Going beyond the tangible

The first ‘UI’ I thought of after reading Fishkin’s article was an interactive art installation. I visited the PACE gallery in Menlo Park earlier this summer and witnessed a beautiful exhibit titled “Flowers and People – Dark”. In this exhibit, the computer powering it is continually rendering blossoming flowers in real time. What makes this work a TUI is that the interaction between the user and installation drives the animation. As the user approaches the wall, flowers will begin to blossom in greater quantities in front of them. As a result, the animation is always unique.

This is a atypical TUI as it is not tangible. Yet according to Fishkin, it would be considered an environmental form of embodiment. It was only after reading his four levels of the embodiment characteristic that I realized the installation was in fact a TUI, helping me rethink my entire interaction with it.

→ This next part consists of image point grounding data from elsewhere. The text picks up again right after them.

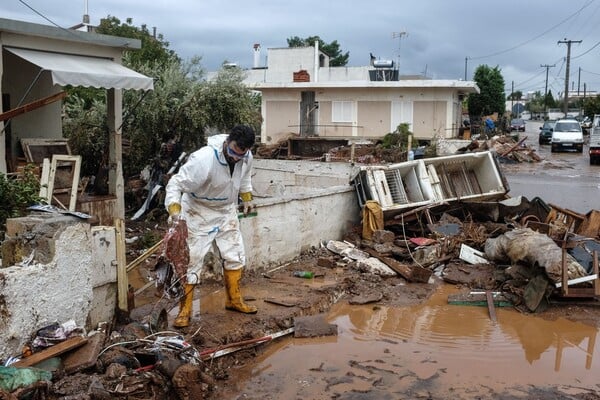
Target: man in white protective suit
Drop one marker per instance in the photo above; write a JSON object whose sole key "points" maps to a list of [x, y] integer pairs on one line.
{"points": [[205, 193]]}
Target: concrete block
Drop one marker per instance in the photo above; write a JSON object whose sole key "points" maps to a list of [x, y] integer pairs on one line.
{"points": [[383, 236]]}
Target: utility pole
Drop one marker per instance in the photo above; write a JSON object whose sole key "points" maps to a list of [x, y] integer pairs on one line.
{"points": [[568, 43], [546, 88], [512, 99], [399, 35]]}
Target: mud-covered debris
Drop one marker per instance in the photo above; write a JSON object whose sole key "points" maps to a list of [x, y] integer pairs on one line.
{"points": [[313, 326]]}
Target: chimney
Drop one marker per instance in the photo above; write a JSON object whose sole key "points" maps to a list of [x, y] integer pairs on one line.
{"points": [[256, 55], [316, 62]]}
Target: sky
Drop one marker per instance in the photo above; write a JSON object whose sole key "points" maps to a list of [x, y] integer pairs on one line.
{"points": [[441, 39]]}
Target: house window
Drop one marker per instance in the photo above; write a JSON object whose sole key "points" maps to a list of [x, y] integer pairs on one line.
{"points": [[342, 111]]}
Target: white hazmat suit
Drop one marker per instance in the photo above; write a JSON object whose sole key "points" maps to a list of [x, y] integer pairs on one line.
{"points": [[205, 193], [208, 194]]}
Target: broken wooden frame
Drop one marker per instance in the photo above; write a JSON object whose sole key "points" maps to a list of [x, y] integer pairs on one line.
{"points": [[61, 162], [594, 277], [35, 150]]}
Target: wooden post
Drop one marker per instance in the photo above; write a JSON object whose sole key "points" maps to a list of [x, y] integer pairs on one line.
{"points": [[122, 283]]}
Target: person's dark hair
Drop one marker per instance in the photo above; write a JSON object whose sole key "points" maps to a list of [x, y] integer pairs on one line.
{"points": [[243, 135]]}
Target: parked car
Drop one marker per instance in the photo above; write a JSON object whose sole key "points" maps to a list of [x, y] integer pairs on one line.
{"points": [[585, 122], [546, 132], [517, 124], [567, 134]]}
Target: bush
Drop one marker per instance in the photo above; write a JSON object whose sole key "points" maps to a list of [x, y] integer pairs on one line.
{"points": [[16, 194]]}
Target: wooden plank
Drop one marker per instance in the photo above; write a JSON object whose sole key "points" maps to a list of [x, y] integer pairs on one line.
{"points": [[122, 282], [279, 302], [34, 105], [575, 281], [596, 272], [75, 172], [86, 356], [412, 273], [52, 351], [132, 265], [490, 302], [478, 299]]}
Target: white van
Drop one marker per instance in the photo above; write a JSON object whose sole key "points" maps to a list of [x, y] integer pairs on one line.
{"points": [[567, 135]]}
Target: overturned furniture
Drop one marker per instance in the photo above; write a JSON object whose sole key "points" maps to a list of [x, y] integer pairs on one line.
{"points": [[401, 187]]}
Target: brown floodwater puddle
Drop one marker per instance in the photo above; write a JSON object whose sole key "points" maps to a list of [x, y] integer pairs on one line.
{"points": [[432, 350]]}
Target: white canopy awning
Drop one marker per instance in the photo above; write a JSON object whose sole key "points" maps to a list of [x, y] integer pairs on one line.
{"points": [[68, 69]]}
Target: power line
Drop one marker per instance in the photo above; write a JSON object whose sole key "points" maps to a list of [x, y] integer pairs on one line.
{"points": [[568, 43], [535, 37]]}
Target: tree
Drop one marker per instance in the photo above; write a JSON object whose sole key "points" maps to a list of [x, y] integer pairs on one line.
{"points": [[225, 101], [518, 95], [491, 97], [154, 47], [336, 58], [592, 105], [182, 104]]}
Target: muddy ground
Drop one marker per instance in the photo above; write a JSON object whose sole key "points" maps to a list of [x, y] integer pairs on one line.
{"points": [[130, 367], [281, 298]]}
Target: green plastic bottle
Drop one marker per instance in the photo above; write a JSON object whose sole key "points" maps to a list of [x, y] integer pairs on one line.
{"points": [[304, 274]]}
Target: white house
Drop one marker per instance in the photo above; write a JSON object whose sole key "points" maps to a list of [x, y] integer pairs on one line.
{"points": [[36, 62], [302, 94]]}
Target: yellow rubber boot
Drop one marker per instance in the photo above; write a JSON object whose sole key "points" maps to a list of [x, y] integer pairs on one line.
{"points": [[185, 307], [234, 296]]}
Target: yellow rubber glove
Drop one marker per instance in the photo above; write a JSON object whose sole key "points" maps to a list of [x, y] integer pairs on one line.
{"points": [[247, 205], [174, 210]]}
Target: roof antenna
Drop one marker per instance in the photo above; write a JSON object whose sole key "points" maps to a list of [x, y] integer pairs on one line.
{"points": [[86, 16]]}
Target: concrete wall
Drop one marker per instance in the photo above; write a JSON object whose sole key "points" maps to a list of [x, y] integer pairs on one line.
{"points": [[299, 204], [78, 283], [434, 112]]}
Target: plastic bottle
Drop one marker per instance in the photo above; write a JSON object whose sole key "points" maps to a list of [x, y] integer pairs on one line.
{"points": [[303, 274]]}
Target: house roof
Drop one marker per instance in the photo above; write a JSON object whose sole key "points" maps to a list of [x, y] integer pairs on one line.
{"points": [[52, 32], [463, 86], [78, 70]]}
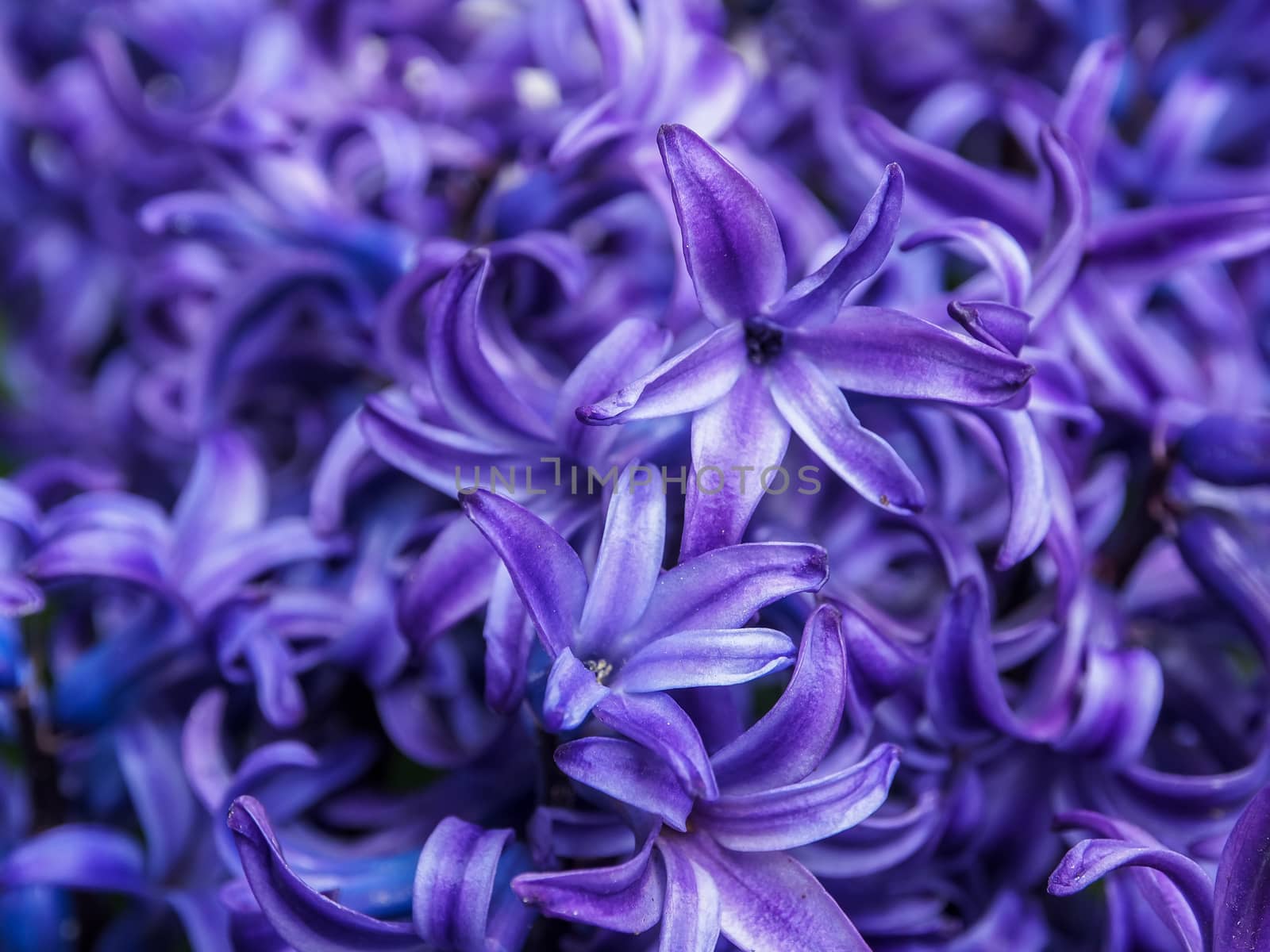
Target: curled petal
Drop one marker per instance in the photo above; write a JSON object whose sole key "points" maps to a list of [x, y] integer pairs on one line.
{"points": [[818, 298], [629, 774], [804, 812], [305, 918]]}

His explanation of metaphor where he asks “is the system effect of a user action analogous to the real-world effect of similar actions” (p. 349) also added to the fantasy of what I experienced in the exhibit. Approaching a flower and it blossoming is something fantastical, but when thinking of it in terms of metaphor, it managed to further enhance the work. The artist has pushed beyond what is real and expected, and crossed over into whimsy and fairy tale. By thinking of how the work fits into Fishkin’s taxonomy and recognizing the elements of metaphor and embodiment, I was able to better appreciate it and the artist.